物語の主人公・真夏(松本まりか)は、かつて不倫関係にあった恋人と別れ、人生のどん底にいた。再起を図るべく、彼女は時計メーカー「TOWANI」に転職。出勤初日に出会ったのは、社長・空知時夢(安田顕)。なんと彼は、真夏の元恋人・大浦隼人(安田・二役)と瓜二つだった。

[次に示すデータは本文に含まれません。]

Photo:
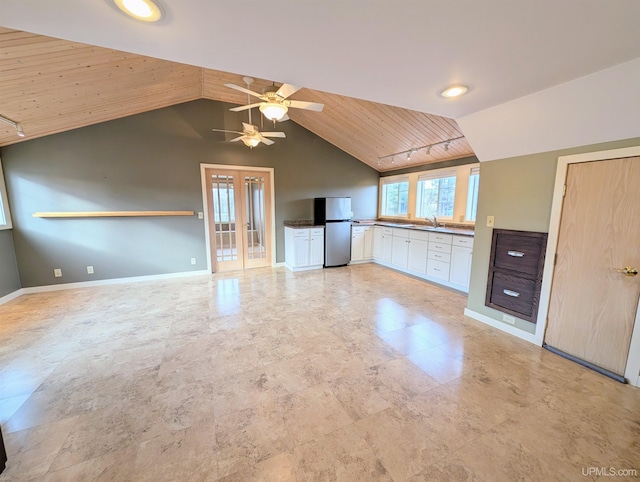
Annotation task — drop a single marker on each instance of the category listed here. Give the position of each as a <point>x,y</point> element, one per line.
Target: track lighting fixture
<point>415,150</point>
<point>13,124</point>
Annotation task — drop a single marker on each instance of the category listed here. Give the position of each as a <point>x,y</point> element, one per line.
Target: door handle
<point>627,271</point>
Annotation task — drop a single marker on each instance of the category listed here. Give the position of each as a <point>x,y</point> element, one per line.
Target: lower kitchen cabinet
<point>400,248</point>
<point>382,244</point>
<point>361,244</point>
<point>304,248</point>
<point>439,257</point>
<point>460,266</point>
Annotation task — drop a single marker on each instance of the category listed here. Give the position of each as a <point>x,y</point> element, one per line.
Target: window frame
<point>474,171</point>
<point>432,176</point>
<point>5,212</point>
<point>385,181</point>
<point>462,174</point>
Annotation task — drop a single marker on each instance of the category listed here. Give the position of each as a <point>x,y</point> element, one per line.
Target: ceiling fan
<point>250,134</point>
<point>274,103</point>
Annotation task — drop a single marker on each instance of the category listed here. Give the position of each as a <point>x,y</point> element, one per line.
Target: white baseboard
<point>11,296</point>
<point>512,330</point>
<point>104,282</point>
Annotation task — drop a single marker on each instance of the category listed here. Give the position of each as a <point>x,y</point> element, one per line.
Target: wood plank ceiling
<point>50,85</point>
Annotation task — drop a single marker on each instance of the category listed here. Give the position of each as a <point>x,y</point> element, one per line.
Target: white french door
<point>239,217</point>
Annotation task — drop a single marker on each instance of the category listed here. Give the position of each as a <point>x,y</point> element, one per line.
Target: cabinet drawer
<point>519,253</point>
<point>440,247</point>
<point>421,235</point>
<point>438,269</point>
<point>466,241</point>
<point>438,256</point>
<point>513,293</point>
<point>440,238</point>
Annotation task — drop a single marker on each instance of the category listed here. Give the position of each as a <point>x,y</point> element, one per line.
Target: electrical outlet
<point>509,319</point>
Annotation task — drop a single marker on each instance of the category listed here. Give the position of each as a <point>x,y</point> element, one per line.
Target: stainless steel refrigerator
<point>335,214</point>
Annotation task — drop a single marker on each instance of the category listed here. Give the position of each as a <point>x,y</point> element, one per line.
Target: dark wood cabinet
<point>3,454</point>
<point>515,272</point>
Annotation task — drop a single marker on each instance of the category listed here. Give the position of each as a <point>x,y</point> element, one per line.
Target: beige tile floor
<point>347,374</point>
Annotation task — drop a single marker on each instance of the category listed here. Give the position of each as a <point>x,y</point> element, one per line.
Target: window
<point>395,197</point>
<point>436,195</point>
<point>5,216</point>
<point>472,194</point>
<point>449,193</point>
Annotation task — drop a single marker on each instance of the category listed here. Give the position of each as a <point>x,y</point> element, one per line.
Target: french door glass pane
<point>255,216</point>
<point>436,197</point>
<point>224,216</point>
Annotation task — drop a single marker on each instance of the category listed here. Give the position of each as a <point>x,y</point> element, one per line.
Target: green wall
<point>518,192</point>
<point>151,161</point>
<point>9,278</point>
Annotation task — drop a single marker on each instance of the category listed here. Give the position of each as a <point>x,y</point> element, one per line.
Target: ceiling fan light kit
<point>145,10</point>
<point>13,124</point>
<point>273,110</point>
<point>250,142</point>
<point>454,91</point>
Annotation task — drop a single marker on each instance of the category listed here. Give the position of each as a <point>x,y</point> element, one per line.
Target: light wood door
<point>240,224</point>
<point>592,306</point>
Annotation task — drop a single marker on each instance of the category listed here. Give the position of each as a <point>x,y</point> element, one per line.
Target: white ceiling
<point>400,53</point>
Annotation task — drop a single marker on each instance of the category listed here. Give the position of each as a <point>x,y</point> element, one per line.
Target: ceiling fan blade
<point>245,107</point>
<point>301,104</point>
<point>286,90</point>
<point>249,128</point>
<point>222,130</point>
<point>246,91</point>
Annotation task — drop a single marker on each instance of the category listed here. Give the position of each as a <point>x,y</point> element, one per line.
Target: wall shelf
<point>110,214</point>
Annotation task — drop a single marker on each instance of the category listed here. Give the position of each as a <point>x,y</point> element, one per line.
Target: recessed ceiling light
<point>454,91</point>
<point>145,10</point>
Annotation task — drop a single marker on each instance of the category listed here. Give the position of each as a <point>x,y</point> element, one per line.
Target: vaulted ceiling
<point>51,85</point>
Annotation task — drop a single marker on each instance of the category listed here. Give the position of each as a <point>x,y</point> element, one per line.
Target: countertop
<point>308,223</point>
<point>420,227</point>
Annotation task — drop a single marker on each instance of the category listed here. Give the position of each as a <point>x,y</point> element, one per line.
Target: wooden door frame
<point>632,372</point>
<point>272,213</point>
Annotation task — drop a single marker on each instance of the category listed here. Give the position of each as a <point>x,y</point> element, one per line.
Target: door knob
<point>627,271</point>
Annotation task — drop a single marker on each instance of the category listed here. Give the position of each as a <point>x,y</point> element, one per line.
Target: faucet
<point>433,221</point>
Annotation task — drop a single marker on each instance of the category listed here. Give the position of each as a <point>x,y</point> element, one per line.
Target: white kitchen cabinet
<point>368,243</point>
<point>316,247</point>
<point>382,245</point>
<point>377,243</point>
<point>400,248</point>
<point>461,254</point>
<point>361,243</point>
<point>417,255</point>
<point>439,256</point>
<point>304,248</point>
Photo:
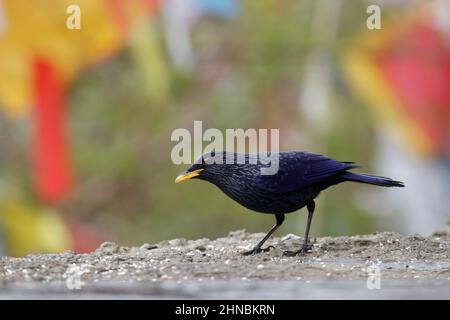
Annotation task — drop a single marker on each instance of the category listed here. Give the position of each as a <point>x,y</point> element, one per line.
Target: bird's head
<point>210,166</point>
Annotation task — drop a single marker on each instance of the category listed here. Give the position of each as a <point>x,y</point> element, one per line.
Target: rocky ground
<point>380,265</point>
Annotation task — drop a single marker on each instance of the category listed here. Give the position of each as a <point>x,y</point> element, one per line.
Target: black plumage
<point>299,180</point>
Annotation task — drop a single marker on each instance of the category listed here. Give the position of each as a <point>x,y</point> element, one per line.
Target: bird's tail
<point>370,179</point>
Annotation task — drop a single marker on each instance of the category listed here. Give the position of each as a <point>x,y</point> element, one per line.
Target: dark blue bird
<point>299,180</point>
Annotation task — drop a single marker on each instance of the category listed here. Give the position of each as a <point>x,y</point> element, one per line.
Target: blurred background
<point>86,114</point>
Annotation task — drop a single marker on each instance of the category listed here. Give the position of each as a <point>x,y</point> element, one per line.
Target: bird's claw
<point>305,249</point>
<point>257,250</point>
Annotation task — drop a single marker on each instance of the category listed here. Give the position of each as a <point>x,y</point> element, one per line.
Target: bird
<point>300,177</point>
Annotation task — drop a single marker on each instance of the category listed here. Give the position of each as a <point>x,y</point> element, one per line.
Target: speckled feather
<point>300,178</point>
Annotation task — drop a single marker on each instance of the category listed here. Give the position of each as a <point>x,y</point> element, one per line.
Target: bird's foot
<point>305,249</point>
<point>257,250</point>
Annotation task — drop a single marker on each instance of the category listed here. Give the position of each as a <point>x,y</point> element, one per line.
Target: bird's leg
<point>257,248</point>
<point>305,247</point>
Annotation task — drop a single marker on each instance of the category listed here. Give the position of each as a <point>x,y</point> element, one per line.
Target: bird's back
<point>300,178</point>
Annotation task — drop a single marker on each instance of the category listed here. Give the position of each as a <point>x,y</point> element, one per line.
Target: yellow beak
<point>188,175</point>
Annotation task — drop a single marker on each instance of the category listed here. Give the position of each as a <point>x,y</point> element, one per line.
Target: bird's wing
<point>299,170</point>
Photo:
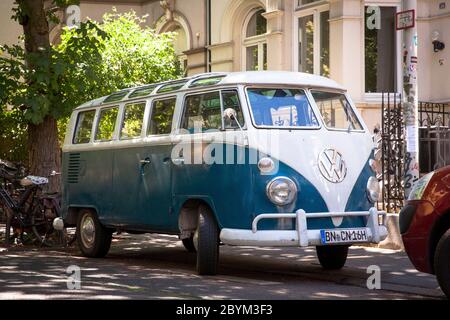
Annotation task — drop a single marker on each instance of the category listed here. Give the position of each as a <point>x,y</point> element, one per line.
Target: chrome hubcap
<point>87,231</point>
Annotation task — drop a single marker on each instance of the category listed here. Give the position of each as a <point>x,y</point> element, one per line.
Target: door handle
<point>178,161</point>
<point>145,161</point>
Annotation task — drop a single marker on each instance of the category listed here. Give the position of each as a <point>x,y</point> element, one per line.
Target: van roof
<point>217,78</point>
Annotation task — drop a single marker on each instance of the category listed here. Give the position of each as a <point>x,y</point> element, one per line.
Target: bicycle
<point>26,209</point>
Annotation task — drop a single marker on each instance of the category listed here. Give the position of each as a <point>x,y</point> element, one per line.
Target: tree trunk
<point>43,152</point>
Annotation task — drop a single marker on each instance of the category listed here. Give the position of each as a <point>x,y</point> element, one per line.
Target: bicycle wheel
<point>42,226</point>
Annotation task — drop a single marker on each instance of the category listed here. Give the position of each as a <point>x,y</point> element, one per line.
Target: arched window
<point>180,43</point>
<point>255,44</point>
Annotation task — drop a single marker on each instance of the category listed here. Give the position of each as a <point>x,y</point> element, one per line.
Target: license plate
<point>344,236</point>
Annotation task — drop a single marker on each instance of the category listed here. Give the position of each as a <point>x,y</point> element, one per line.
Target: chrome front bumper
<point>375,229</point>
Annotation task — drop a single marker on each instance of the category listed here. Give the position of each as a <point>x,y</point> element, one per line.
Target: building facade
<point>351,41</point>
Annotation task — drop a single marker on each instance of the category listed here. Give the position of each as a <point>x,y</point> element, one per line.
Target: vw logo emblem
<point>332,165</point>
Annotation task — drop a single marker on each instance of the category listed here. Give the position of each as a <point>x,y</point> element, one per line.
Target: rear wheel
<point>206,239</point>
<point>94,240</point>
<point>332,257</point>
<point>442,263</point>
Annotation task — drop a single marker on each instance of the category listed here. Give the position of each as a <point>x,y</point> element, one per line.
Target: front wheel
<point>206,238</point>
<point>94,240</point>
<point>442,263</point>
<point>332,257</point>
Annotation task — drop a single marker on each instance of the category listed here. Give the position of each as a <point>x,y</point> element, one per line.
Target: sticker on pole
<point>405,19</point>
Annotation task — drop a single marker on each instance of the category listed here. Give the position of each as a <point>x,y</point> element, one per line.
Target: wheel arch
<point>441,225</point>
<point>188,214</point>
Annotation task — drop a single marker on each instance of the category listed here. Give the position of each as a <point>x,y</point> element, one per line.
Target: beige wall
<point>434,67</point>
<point>228,17</point>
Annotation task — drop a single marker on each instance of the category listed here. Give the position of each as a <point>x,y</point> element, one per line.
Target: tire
<point>43,230</point>
<point>206,239</point>
<point>94,240</point>
<point>188,243</point>
<point>332,257</point>
<point>442,263</point>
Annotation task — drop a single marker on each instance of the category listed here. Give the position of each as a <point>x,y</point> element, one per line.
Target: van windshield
<point>281,108</point>
<point>336,111</point>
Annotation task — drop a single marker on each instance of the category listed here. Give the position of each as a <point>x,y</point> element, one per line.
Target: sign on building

見た目だけでなく、彼のまとう雰囲気や所作にも既視感を覚える真夏。彼女の胸には、過去の傷がざわめき出す。

さらに不思議なことに、亡き母の形見であるTOWANI製の腕時計が、いつの間にか動き出していた。その時計を身につけ出社した真夏を、時夢はなぜか特別な目で見るようになり、仕事への真摯な姿勢にも惹かれていく。時夢は既婚者であるにもかかわらず、次第に真夏との距離を縮めていく。ある日、真夏は衝動的に彼にキスをしてしまう……。だが、その瞬間が物語の“常識”を一変させることになる。

翌朝、真夏はエレベーターに乗ったまま時間が止まり、突如として時計の針が逆回転。次の瞬間、彼女は前日の朝に“戻って”いたのだった。まさかのタイムリープ。

何かをやり直すためのチャンスなのか? それとも、さらなる悲劇の始まりか? この構造に、「不倫をなかったことにできるのか?」という新しい問いが加わる。倫理も理屈も飛び越えた設定に、視聴者の“考察本能”が刺激されている。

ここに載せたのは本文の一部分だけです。